Software Self-Healing with Panacea

Onn Shehory

Abstract:

Self-healing capabilities allow software systems to autonomously overcome problems occurring during testing and run time, and thus improve overall system behavior. The Panacea framework provides a design methodology as well as ready-to-use healing elements aimed at enhancing software systems with self-healing capabilities both at design time and at run time. The Panacea approach is based on inserting self-healing elements into the system at design and coding time, to be used later for healing at testing and run time. Specifically, the Panacea framework is based on inserting annotations into the system code at design and coding time, to later on serve as an interface for runtime monitoring, managing, configuring and healing of the annotated system components.

The current embodiment of Panacea includes several generic components that provide self-healing capabilities suited for a variety of application types. The Panacea runtime environment automatically activates and invokes these components in order to optimize and heal the application. The Panacea framework provides an innovative programming model that enables development of advanced self-healing applications. Panacea introduces a paradigm shift in which software is made self-healing by design. This paradigm shift, however, is graceful since developers are not required to master neither new programming skills, nor languages.

As our initial experiments demonstrate, Panacea introduces a very small performance overhead, and scales well.

Short bio:

Onn Shehory is a research staff member at the IBM Haifa Research Lab, and an adjunct faculty at several Israeli Univesities.

He received his Ph.D. in computer science and his M.Sc. in physics from Bar Ilan University, Israel.

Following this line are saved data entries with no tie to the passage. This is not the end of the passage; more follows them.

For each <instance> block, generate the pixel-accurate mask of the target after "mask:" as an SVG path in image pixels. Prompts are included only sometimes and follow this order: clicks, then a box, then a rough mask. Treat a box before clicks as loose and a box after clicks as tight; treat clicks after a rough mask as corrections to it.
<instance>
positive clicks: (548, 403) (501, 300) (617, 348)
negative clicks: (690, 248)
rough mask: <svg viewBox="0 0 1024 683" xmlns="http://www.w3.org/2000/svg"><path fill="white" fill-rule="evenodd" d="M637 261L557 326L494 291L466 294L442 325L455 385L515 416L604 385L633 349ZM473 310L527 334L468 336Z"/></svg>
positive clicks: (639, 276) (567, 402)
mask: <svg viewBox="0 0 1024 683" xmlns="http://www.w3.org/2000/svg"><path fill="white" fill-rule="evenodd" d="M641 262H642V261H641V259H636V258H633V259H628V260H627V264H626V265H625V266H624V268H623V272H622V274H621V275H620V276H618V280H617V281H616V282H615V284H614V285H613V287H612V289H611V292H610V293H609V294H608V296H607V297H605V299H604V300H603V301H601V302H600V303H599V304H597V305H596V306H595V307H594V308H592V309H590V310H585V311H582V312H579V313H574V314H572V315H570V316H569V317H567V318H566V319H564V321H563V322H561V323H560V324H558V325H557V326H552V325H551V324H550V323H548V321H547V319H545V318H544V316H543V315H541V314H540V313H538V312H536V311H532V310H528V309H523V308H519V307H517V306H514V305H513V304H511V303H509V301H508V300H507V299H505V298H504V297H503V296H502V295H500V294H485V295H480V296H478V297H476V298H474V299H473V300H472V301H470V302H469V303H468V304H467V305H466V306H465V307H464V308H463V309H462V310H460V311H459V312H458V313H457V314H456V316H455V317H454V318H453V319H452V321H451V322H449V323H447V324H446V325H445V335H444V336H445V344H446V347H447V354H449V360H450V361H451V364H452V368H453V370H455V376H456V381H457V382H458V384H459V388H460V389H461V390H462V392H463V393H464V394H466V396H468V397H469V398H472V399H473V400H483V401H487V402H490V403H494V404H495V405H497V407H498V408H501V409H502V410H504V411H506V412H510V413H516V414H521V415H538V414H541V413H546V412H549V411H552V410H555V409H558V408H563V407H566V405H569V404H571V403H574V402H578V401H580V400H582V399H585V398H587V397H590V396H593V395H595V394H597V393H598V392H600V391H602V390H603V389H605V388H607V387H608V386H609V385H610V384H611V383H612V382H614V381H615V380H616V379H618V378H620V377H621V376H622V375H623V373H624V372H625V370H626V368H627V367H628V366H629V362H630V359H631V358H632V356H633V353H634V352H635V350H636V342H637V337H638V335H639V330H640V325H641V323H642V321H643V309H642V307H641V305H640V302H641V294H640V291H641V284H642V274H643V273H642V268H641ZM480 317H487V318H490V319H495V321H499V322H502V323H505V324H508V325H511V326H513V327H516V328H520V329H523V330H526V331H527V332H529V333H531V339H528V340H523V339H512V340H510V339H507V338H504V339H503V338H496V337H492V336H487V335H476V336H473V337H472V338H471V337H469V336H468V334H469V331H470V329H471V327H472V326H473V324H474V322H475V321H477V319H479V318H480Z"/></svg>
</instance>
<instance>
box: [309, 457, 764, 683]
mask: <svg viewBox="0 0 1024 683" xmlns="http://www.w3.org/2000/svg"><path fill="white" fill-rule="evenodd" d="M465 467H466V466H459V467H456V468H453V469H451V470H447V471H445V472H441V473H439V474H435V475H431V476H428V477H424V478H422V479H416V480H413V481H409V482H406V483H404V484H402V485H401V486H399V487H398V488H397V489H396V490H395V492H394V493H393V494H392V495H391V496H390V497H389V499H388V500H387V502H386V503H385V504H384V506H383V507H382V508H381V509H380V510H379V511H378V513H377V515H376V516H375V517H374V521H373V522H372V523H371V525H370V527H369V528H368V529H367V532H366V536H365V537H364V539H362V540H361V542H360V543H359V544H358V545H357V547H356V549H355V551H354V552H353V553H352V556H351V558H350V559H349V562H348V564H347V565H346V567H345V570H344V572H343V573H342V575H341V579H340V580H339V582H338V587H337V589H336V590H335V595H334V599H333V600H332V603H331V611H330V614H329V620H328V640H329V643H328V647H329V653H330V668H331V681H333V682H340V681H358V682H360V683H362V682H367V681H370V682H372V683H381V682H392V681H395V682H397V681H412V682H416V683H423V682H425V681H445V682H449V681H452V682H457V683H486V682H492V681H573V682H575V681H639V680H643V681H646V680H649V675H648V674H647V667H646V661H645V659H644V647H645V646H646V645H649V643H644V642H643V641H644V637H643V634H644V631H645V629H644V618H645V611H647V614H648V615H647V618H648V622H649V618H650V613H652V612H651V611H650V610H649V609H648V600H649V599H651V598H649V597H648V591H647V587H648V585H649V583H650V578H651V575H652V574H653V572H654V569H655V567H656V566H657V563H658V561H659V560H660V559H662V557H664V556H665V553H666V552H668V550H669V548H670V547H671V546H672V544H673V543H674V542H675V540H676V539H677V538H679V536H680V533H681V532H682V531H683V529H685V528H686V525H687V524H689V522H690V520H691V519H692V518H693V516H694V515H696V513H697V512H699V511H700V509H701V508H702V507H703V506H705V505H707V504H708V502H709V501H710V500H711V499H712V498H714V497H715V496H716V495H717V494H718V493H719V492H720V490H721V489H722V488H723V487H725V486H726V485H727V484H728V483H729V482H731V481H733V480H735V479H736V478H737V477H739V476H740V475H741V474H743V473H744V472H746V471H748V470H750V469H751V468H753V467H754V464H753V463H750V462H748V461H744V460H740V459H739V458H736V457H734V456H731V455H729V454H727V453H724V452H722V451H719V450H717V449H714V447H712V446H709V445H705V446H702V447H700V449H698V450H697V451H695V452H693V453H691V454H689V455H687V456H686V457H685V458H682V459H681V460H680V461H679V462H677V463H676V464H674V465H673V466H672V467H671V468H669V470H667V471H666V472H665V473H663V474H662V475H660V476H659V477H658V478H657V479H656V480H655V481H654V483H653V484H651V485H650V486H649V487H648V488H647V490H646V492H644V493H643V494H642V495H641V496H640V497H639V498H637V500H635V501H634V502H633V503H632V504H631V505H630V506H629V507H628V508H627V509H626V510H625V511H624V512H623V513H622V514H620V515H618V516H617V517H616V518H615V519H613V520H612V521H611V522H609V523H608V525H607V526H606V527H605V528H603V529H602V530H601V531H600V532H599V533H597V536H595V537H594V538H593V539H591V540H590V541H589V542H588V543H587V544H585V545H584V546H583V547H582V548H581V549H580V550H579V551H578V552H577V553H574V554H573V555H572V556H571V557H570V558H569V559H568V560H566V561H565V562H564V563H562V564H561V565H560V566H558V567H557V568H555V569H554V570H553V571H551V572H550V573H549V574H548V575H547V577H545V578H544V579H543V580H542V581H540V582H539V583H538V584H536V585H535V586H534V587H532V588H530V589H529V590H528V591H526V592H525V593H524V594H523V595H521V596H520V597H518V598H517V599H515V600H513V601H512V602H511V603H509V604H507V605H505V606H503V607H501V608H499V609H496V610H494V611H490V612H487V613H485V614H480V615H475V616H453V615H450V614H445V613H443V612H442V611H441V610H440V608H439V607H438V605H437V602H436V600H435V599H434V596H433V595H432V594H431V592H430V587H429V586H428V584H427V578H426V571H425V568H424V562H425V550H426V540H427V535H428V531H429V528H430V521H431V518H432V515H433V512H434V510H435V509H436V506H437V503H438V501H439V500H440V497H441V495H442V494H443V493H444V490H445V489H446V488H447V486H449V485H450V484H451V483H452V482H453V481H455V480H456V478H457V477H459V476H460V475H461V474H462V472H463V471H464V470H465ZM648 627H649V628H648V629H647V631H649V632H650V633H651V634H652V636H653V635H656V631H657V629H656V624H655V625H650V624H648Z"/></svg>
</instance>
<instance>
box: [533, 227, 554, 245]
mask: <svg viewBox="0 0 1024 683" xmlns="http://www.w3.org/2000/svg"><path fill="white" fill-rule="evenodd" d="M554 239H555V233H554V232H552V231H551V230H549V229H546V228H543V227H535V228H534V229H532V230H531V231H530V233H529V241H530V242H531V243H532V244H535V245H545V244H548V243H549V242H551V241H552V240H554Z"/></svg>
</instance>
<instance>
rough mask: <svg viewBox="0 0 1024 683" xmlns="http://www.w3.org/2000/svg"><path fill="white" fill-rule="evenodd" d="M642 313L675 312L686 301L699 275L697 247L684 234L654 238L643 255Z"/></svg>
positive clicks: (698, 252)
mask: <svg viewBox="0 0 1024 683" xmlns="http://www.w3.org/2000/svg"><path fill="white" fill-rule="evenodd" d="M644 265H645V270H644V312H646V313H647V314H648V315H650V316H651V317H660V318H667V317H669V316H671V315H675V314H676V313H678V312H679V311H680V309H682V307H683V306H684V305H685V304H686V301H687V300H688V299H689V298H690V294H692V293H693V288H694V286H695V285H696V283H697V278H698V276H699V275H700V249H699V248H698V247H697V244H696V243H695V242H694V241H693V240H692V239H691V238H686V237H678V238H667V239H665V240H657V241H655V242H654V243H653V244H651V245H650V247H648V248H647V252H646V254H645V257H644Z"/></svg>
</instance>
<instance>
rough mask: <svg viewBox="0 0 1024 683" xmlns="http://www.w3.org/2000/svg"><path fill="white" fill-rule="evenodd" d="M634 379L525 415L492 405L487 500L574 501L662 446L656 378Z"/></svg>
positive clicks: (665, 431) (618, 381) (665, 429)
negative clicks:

Prior to joining IBM Research, Dr. Shehory was a visiting faculty at the Robotics Institute, CarnegieMellonUniversity, where he conducted research on multiagent systems. At IBM, he studied and developed agent applications, electronic commerce solutions, storage systems manangement and performance management tools, and autonomic systems.

His studies, both practice and theory, span across multiple disciplines, including distributed artificial intelligence, software engineering, networked storage, system management and autonomic computing. He has published more than 60 papers in leading journals and conferences, of which two have received best paper awards.

He is on the editorial board of two international scientific journals and served as a chair of multiple scientific meetings.

Currently, Dr. Shehory leads a large multinational European project on software self-healing, named SHADOWS.